Ben Jonson's satire of morals, dwelling mostly on their absence in XVI century Venice, toys with the problem of what men will do for money. If they want it badly enough, Jonson decided that "anything" was the answer, and worked it out in terms of wife-swapping, son-disinheriting, and general self-abasement. These are the pastimes of three confirmed lickspittles groveling after the fortune of a nouveau rich merchant. Each reaches a more advanced state of abject greed than his neighbor, and all an egged on by Volpone's social secretary, Mosca.
With Jonson's material, Harry Bauer, Louis Jouvet and a compliment of minor, but not lesser, actors create one of the funniest pictures before the modern era of slick underplaying. As Volpone, Bauer mugs and minces, as funny when he is playing dead as he is doing setting-up exercise of languid slapstick. His voice and his face alternate as the best things in the picture.

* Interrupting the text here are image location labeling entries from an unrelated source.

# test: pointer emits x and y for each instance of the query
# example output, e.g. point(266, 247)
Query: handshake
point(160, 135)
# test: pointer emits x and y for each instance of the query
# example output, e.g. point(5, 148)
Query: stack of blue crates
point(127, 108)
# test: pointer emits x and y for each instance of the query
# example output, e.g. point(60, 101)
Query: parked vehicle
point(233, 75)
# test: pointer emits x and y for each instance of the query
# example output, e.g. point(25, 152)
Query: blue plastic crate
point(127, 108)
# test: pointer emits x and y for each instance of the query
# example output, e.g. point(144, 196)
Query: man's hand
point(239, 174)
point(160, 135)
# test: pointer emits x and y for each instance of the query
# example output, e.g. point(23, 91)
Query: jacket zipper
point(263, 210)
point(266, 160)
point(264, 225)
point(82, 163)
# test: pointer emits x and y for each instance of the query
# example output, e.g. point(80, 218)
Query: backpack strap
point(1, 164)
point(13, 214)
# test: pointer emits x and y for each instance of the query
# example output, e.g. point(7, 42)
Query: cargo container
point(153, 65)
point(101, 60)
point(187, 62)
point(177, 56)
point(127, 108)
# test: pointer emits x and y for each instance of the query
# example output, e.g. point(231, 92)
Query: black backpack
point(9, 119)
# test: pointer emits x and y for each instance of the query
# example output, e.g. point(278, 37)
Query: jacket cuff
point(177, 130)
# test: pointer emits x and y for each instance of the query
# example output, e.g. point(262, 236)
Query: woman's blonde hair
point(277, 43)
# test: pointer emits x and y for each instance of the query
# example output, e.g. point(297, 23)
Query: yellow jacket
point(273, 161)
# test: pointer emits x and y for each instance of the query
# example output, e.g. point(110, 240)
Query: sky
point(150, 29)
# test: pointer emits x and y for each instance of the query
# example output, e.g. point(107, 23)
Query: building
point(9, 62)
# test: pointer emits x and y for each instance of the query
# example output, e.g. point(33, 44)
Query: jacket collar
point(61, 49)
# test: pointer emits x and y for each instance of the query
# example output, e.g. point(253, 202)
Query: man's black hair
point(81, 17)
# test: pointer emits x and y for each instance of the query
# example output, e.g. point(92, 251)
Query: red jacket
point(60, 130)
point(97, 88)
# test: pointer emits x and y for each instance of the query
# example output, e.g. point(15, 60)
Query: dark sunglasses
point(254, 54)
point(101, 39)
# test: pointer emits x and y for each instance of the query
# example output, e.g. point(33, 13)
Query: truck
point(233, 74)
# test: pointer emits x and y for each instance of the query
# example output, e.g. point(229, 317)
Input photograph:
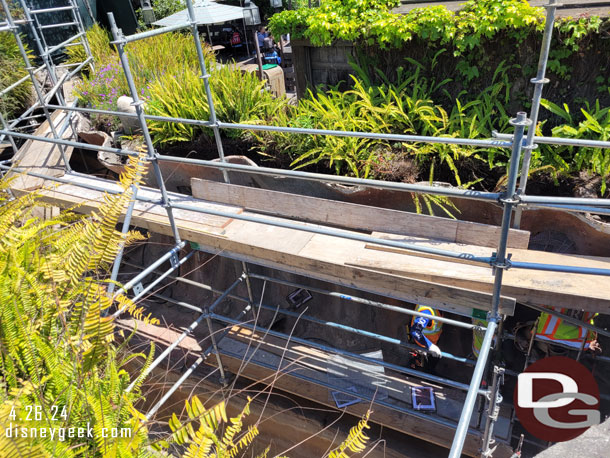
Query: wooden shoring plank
point(325, 264)
point(574, 291)
point(288, 380)
point(353, 216)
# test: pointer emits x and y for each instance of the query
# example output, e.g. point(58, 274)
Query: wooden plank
point(354, 216)
point(575, 291)
point(444, 284)
point(42, 157)
point(295, 360)
point(145, 215)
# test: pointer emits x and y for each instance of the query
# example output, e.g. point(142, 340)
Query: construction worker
point(554, 330)
point(425, 331)
point(477, 337)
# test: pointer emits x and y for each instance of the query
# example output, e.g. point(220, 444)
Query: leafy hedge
point(372, 21)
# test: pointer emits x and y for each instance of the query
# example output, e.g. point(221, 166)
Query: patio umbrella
point(206, 12)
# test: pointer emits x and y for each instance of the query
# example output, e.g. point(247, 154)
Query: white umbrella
point(206, 12)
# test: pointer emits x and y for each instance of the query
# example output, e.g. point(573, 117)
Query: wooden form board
point(354, 216)
point(444, 284)
point(42, 157)
point(146, 215)
point(297, 361)
point(528, 286)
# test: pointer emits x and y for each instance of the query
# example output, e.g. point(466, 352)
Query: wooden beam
point(354, 216)
point(296, 360)
point(448, 285)
point(42, 157)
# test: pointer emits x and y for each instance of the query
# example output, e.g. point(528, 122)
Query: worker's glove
point(434, 351)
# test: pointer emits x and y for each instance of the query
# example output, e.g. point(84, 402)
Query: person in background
point(235, 38)
point(554, 330)
point(261, 35)
point(425, 332)
point(272, 57)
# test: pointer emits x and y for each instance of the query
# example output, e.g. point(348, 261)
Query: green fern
point(356, 440)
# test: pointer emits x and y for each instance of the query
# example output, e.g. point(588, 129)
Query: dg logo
point(557, 399)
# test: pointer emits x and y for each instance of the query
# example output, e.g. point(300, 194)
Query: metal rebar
point(327, 349)
point(185, 334)
point(539, 83)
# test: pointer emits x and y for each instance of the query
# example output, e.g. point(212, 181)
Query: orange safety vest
point(555, 330)
point(434, 329)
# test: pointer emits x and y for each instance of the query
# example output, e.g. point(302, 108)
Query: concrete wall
point(315, 65)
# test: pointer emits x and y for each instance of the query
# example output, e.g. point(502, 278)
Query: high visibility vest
point(554, 329)
point(434, 328)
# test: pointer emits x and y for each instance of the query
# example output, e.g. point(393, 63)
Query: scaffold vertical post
point(119, 41)
point(539, 81)
point(499, 264)
point(37, 88)
point(205, 76)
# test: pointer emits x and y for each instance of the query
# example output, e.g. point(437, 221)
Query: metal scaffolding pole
point(500, 264)
point(205, 76)
point(37, 88)
point(188, 331)
point(539, 83)
point(119, 41)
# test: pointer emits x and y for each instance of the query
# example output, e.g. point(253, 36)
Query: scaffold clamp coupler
point(506, 264)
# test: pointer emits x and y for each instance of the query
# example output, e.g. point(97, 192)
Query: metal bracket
point(138, 288)
point(495, 264)
point(174, 260)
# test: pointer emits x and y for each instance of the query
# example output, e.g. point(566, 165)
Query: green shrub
point(12, 69)
point(99, 43)
point(238, 98)
point(163, 8)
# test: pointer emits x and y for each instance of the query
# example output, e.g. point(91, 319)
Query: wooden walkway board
point(354, 216)
point(528, 286)
point(305, 372)
point(146, 215)
point(444, 284)
point(42, 157)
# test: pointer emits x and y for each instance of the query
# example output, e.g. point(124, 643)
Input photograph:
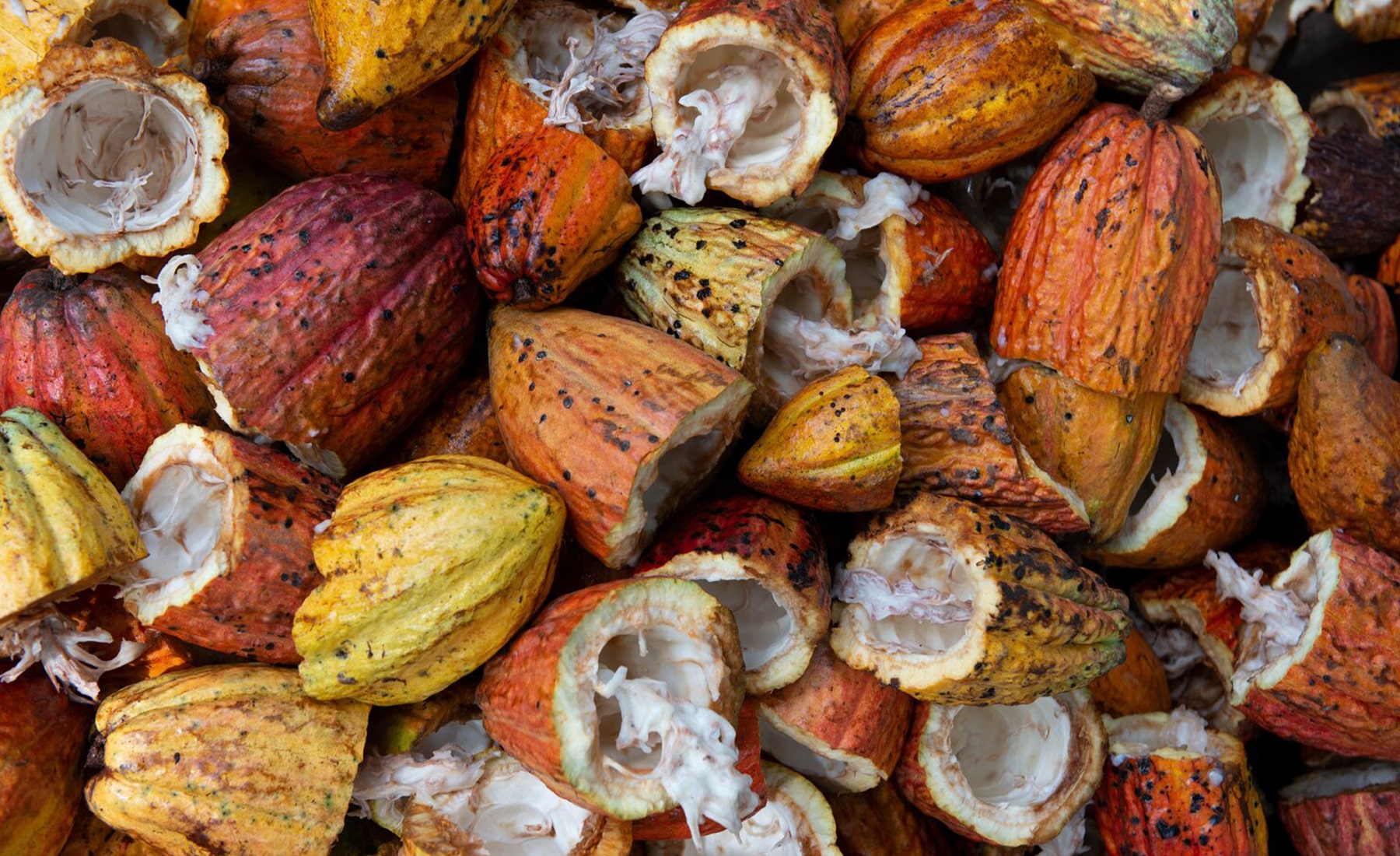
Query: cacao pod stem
point(1160, 101)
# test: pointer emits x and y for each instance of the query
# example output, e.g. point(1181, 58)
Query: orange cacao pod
point(549, 210)
point(1111, 257)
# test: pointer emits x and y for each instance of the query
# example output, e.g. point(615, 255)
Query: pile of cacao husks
point(797, 428)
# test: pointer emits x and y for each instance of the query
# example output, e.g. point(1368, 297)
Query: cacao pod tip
point(1160, 101)
point(339, 114)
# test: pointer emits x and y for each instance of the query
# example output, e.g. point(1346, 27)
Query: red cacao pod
point(90, 352)
point(331, 317)
point(264, 69)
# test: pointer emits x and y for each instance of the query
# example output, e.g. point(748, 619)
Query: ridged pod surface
point(265, 69)
point(919, 108)
point(195, 763)
point(91, 353)
point(62, 524)
point(430, 568)
point(331, 315)
point(41, 765)
point(1111, 255)
point(1199, 800)
point(602, 409)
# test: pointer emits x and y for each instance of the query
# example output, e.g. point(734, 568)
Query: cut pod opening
point(661, 654)
point(184, 507)
point(801, 342)
point(108, 159)
point(651, 696)
point(1277, 616)
point(737, 108)
point(1255, 163)
point(1164, 465)
point(1225, 350)
point(775, 830)
point(136, 33)
point(1013, 754)
point(759, 89)
point(915, 595)
point(678, 471)
point(1143, 735)
point(587, 66)
point(797, 756)
point(766, 628)
point(511, 813)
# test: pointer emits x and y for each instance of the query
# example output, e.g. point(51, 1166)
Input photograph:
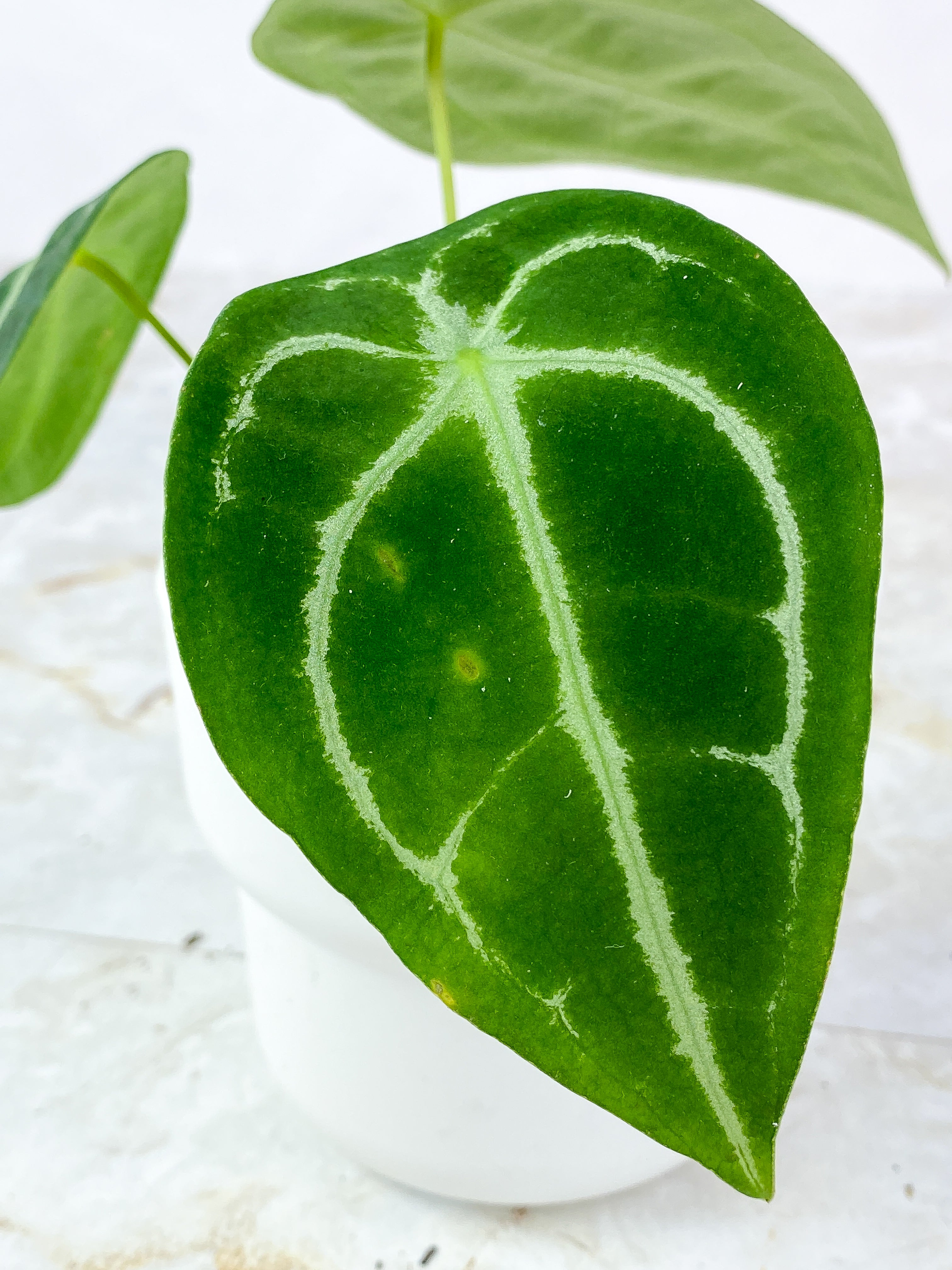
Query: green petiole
point(130, 298)
point(440, 115)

In the role of Mosca, the amanuensis of immorality, Jouvet is a cunning rascal. He argues an insanely jealous husband into offering his wife to Volpone in token of friendship with the considered aplomb of a conservative stock broker.
Everything about this film is a delight, and even the normally shoddy production standards for early French films have been raised. The photography is clear and most of the sound track intelligible. But were both sound and picture murky, Volpone would still rate its reputation and success.